La prise d’acte de la rupture du contrat de travail requalifiée en licenciement sans cause réelle et sérieuse doit-elle nécessairement donner lieu au paiement d’une indemnité compensatrice de préavis alors même que le salarié dont le contrat est rompu a effectué son préavis ?
La Cour de cassation casse et annule la décision des juges du fond en précisant que « peu important la qualification intervenue, l’intéressé n’avait pas droit au paiement d’une indemnité compensatrice de préavis » étant donné « qu’il résultait [des] constatations [de la cour d’appel] que le préavis avait été exécuté ».
Commentaire :
Cette décision confirme la jurisprudence selon laquelle le fait qu’un salarié exécute son préavis n’est pas incompatible avec la qualification de la prise d’acte en licenciement sans cause réelle et sérieuse.

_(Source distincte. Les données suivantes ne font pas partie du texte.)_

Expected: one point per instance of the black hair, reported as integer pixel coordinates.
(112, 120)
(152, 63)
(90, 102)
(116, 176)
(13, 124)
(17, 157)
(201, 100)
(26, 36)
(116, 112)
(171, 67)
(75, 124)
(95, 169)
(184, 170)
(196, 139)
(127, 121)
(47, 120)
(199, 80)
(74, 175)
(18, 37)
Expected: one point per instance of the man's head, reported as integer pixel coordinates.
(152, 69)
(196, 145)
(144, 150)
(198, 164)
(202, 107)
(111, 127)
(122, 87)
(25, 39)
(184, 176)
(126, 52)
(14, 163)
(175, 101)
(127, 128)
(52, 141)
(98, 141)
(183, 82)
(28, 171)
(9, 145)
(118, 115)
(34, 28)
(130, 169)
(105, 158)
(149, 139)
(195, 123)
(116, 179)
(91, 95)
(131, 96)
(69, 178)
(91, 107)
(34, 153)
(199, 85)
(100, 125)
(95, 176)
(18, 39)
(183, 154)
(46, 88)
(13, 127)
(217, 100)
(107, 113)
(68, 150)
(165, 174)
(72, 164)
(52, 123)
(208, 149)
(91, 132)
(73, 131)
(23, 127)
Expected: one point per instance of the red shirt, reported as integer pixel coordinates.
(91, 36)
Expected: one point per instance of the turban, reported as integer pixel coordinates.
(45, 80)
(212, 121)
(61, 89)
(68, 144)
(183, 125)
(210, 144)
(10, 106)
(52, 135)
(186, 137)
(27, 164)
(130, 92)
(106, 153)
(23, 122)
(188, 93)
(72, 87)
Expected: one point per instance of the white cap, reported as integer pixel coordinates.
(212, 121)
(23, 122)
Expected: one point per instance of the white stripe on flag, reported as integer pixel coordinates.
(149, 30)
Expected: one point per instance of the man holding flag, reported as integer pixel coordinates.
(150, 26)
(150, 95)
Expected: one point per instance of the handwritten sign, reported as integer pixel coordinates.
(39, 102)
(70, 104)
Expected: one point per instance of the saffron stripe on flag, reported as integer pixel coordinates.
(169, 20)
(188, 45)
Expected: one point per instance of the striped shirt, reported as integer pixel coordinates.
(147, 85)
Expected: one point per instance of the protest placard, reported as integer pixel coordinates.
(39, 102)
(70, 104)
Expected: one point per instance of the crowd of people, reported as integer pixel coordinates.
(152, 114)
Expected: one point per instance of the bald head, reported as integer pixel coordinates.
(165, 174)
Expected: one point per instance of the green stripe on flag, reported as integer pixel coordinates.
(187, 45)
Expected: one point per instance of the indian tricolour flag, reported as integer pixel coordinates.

Si, de ce point de vue, le fait que le salarié a effectué son préavis n’a aucune répercussion, il en est autrement en ce qui concerne les droits du salarié relativement à l’indemnité compensatrice de préavis.
Pour comprendre cette décision, il convient d’abord de préciser que la prise d’acte produisant les effets d’un licenciement sans cause réelle et sérieuse permet au salarié de bénéficier des indemnités de rupture afférentes à ce type de licenciement(1).
En effet, en principe la prise d’acte produisant les effets d’un licenciement sans cause réelle et sérieuse permet, notamment, au salarié de bénéficier de l’indemnité compensatrice de préavis et des congés payés afférents(2).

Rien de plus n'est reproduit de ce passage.